A bad situation may be getting worse in Zimbabwe as a cholera epidemic continues to spread. As of Tuesday (Jan. 6), the World Health Organization is reporting more than 34,000 diagnosed cases and 1,732 deaths since the epidemic was first reported last August.
These deaths were imminently avoidable, according to Dr. Richard Oberhelman, professor and acting chair of the Tulane Department of Tropical Medicine.
“Cholera is really a preventable death,” Oberhelman says. “Death is due to dehydration, and that can be treated with oral fluids in more than 90 percent of the cases.”
Therein lies the vicious cycle of the disease. The bacteria that causes cholera is waterborne, and when the only water source is tainted, there is little chance to constrain the rate of mortality among those stricken by the disease.
Oberhelman, whose research interests include probiotic strategies for treatment and control of pediatric diarrhea in developing countries, explains that the bacteria produces a toxin that causes the gut to secrete water, leading to extreme dehydration.
“When cholera strikes in areas where there is extreme poverty, although people may know what they need to do to treat their water, they may not have those resources available to them. It depends on the governments and the public health resources to come in and treat the victims,” he says.
The problem in Zimbabwe is being exacerbated by the nation's political climate. A feud between President Robert Mugabe and the opposition party following last March's election has further disrupted an already unstable economy, resulting in the loss of housing and limiting humanitarian response.
“We need to be aware of the humanitarian crisis that is going on there,” says Oberhelman. “This is not an expensive thing to fix. If allowed to, I think we would certainly be able to provide resources relatively cheaply.”

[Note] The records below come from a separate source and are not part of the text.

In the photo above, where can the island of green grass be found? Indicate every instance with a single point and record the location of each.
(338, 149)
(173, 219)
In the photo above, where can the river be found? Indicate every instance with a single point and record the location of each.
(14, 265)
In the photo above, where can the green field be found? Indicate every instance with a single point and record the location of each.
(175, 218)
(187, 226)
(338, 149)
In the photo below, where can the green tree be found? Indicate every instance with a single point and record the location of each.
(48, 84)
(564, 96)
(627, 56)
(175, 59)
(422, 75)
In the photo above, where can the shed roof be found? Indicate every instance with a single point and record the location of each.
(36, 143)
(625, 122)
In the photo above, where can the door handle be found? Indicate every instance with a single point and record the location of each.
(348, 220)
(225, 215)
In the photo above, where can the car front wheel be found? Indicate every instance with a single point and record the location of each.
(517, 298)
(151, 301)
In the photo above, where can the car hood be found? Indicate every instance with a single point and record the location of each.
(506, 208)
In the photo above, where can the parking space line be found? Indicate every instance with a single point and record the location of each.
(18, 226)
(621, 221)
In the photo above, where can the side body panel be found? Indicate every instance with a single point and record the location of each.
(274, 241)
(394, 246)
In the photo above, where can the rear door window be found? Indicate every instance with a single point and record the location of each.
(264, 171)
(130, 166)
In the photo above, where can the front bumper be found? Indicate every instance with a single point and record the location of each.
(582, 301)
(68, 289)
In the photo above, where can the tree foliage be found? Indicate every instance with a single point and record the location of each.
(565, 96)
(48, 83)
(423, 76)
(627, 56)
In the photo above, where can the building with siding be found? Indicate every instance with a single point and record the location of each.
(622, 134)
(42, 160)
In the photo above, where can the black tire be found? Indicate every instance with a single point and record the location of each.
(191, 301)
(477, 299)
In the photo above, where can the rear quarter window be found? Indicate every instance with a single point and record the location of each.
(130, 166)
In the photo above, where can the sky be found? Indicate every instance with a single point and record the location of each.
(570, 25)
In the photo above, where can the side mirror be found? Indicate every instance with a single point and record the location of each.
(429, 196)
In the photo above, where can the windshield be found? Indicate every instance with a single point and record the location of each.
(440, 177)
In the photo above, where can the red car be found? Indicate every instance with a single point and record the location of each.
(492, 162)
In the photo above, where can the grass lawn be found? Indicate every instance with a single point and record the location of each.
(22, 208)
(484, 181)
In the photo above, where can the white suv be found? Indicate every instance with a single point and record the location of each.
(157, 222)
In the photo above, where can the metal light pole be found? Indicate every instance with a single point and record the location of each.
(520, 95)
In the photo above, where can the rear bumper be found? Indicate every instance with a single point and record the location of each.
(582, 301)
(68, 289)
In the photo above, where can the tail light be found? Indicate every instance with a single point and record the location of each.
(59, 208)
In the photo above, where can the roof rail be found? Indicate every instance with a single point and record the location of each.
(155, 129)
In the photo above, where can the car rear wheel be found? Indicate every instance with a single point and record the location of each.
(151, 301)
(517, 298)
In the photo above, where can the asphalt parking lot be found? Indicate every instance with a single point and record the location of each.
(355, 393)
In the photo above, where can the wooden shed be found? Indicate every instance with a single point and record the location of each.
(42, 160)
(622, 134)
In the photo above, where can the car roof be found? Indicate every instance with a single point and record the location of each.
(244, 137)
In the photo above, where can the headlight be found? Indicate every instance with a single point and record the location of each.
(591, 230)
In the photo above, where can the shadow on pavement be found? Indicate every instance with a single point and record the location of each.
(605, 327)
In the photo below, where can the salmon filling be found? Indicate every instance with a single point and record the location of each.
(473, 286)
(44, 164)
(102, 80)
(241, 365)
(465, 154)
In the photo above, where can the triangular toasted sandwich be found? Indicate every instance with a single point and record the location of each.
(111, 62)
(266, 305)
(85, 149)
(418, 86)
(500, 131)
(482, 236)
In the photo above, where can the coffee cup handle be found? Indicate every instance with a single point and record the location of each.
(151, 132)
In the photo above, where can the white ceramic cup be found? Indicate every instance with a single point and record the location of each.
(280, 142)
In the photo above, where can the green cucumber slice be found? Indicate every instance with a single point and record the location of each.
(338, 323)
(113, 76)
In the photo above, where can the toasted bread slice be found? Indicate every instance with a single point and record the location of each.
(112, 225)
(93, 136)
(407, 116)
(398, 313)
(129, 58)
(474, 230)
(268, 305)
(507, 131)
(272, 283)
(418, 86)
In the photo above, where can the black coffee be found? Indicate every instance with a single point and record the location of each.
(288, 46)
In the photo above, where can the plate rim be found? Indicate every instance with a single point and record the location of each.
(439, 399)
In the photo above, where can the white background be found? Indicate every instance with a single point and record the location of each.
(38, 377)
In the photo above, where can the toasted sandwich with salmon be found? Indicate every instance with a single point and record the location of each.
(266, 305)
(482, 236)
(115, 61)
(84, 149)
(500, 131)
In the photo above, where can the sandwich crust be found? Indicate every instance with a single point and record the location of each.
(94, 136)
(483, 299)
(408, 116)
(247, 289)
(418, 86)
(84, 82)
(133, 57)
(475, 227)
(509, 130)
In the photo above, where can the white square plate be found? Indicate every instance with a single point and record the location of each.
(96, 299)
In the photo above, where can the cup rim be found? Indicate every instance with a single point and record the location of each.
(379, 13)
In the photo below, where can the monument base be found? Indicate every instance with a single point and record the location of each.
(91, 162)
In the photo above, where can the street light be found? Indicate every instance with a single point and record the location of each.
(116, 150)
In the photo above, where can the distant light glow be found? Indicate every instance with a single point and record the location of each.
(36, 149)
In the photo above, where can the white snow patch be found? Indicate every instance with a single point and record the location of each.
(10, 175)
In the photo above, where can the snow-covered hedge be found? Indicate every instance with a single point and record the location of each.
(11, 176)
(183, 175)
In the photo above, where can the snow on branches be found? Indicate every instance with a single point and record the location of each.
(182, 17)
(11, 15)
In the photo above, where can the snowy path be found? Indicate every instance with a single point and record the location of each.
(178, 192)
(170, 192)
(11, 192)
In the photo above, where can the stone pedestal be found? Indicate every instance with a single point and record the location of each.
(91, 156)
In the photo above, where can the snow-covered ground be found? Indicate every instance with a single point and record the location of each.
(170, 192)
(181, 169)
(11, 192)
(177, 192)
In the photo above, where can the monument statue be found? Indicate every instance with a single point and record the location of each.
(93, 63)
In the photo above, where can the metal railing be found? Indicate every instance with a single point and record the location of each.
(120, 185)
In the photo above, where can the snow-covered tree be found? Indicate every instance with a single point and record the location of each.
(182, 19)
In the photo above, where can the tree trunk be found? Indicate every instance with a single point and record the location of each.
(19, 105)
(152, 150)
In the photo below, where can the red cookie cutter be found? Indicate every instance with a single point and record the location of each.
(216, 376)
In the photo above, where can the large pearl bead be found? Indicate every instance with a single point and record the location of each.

While Oberhelman says the disease is relatively easy to treat, the size of the epidemic creates complications.
“Getting enough purified water, or the resources to treat the water for a population as large as the one affected by this outbreak, is really challenging.”
Nevertheless, Oberhelman believes the international community needs to be aware that this epidemic can be eradicated if the resources can be allocated.
“This is the type of epidemic that can be stopped. Not like HIV or TB, which are chronic infections that are difficult to treat, and have lifelong implications. This is a self-limited infection that can kill people, but if treated adequately people recover fully.”
Oberhelman adds that preventing the conditions in which the bacteria breeds is the best defense against future outbreaks.
“You really need to focus on education, and resources for decontaminating water, whether that's chlorine tablets, filtration systems, or providing alternative sources of water.”